Last June, Cyrus' home was robbed for the second time by burglars who were actually inspired by the movie The Bling Ring , a film based on a true story about a group of fame-hungry teenagers who broke into celebrities' homes, such as Paris Hilton's and Lindsay Lohan's, and stole a large amount of their designer goods. The couple that robbed Cyrus in the second burglary reportedly stole her Maserati, along with clothes and purses.
The first time Cyrus was robbed, in fall 2013, TMZ reported that $100,000 worth of items were stolen, which included expensive purses and jewelry. While it has not been disclosed yet what exactly has been stolen and how much is missing the third time around, it would unfortunately not be surprising if what was stolen were similar material possessions. It is worth asking why this is, and why so many people are compelled to do such a thing.
While the pattern of Cyrus being robbed multiple times in such a short span of time is disturbing enough, what makes it even more disturbing is that it is not even the same group of people who are repeatedly after her possessions like with the Bling Ring. In fact, the couple that robbed her the second time around is reportedly behind bars as we speak. And as the Daily News reports, Miley's third robber could face a similar fate if he is convicted of the crime he allegedly committed.
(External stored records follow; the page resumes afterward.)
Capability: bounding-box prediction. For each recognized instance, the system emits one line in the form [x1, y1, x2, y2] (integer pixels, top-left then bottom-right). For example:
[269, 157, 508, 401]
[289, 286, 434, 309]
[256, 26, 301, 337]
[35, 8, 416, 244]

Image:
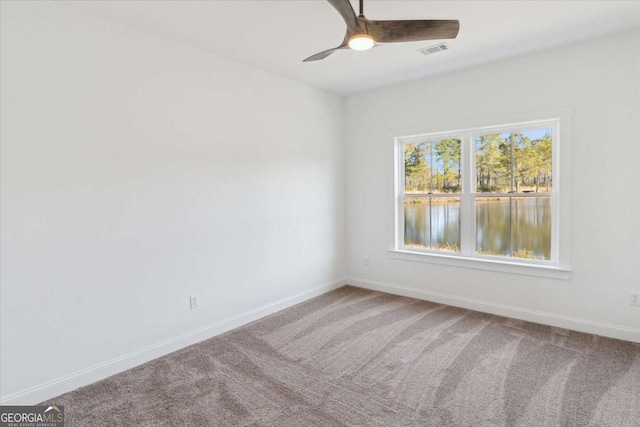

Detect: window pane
[475, 134, 508, 193]
[475, 197, 511, 256]
[404, 142, 430, 193]
[430, 139, 462, 194]
[430, 197, 460, 252]
[476, 129, 552, 193]
[404, 139, 461, 194]
[476, 196, 551, 260]
[404, 197, 460, 252]
[404, 197, 430, 249]
[512, 197, 551, 260]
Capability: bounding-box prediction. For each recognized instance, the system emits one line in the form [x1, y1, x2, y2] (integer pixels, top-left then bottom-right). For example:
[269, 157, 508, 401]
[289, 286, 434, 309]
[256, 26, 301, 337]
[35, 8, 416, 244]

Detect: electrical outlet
[631, 292, 640, 307]
[189, 294, 199, 309]
[364, 257, 370, 267]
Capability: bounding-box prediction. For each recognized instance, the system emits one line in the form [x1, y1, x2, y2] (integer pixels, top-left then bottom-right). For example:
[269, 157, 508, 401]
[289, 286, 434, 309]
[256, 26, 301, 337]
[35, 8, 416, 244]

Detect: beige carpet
[44, 286, 640, 426]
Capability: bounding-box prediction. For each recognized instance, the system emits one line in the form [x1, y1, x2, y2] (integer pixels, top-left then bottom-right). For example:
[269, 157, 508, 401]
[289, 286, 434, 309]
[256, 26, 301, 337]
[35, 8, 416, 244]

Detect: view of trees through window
[476, 129, 552, 193]
[404, 139, 461, 194]
[404, 138, 462, 252]
[402, 127, 554, 261]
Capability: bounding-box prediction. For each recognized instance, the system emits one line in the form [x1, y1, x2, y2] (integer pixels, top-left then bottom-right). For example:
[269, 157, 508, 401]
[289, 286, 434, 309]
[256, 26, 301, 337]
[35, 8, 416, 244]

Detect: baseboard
[348, 277, 640, 343]
[0, 277, 347, 405]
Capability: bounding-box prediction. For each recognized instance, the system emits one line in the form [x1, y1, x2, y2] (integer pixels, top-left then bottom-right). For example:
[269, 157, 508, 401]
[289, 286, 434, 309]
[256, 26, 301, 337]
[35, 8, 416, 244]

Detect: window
[473, 128, 552, 260]
[393, 115, 569, 275]
[403, 137, 462, 253]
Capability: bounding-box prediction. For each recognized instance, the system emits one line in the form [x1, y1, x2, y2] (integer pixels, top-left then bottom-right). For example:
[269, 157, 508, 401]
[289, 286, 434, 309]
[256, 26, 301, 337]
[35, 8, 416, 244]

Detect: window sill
[388, 249, 572, 280]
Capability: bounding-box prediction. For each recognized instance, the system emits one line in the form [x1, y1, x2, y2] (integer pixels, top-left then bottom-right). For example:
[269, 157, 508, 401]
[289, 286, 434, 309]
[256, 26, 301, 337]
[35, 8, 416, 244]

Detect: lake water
[404, 197, 551, 259]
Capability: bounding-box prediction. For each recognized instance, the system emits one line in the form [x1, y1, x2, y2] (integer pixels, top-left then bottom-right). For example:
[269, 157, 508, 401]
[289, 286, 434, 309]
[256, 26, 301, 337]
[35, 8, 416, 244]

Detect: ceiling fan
[304, 0, 460, 62]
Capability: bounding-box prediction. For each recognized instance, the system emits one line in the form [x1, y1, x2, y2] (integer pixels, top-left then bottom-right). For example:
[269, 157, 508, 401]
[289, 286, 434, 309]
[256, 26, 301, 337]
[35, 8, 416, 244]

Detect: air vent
[417, 42, 450, 56]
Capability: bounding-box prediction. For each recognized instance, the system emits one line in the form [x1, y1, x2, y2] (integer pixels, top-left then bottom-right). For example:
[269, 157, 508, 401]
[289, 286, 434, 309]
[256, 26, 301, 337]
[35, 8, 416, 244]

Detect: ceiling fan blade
[327, 0, 360, 31]
[303, 45, 347, 62]
[367, 19, 460, 43]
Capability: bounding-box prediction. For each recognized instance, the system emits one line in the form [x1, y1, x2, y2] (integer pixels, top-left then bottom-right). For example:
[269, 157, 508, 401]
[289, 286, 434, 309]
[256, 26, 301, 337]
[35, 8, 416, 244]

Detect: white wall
[0, 2, 345, 403]
[345, 30, 640, 340]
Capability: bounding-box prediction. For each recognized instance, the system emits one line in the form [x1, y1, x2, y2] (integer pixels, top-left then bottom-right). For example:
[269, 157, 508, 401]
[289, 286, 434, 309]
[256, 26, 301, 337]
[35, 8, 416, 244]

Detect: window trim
[388, 108, 572, 280]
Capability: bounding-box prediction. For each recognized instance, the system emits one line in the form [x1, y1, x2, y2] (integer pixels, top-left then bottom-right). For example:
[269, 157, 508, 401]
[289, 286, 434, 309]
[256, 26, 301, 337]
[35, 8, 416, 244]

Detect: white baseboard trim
[347, 277, 640, 344]
[1, 277, 347, 406]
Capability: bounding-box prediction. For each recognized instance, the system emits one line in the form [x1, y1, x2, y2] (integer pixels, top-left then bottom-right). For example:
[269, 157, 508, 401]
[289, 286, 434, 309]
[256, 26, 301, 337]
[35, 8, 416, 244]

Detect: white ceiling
[65, 0, 640, 95]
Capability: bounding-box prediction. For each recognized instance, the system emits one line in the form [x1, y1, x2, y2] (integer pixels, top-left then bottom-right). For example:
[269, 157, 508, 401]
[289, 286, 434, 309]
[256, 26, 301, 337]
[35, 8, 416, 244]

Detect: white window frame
[388, 109, 572, 280]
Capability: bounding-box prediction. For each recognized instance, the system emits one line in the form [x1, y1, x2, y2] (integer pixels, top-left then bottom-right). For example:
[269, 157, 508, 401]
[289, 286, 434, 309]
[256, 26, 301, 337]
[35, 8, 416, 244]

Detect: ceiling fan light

So with all this on the line, why do people continue to steal from celebrities, namely Cyrus in this case? Is it because of the glamorization of stealing in films like The Bling Ring? Is it because of the urge to be covered in the media, even for infamy instead of fame? Is it because of an age of obsession with material items, specifically high-end items that are often owned by celebrities?
It is hard to say if we'll ever get complete answers to these complex questions. But in the meantime, it is most important to keep in mind that no one deserves the nightmare of having their rights violated in this way. And hopefully Cyrus gets her bling back!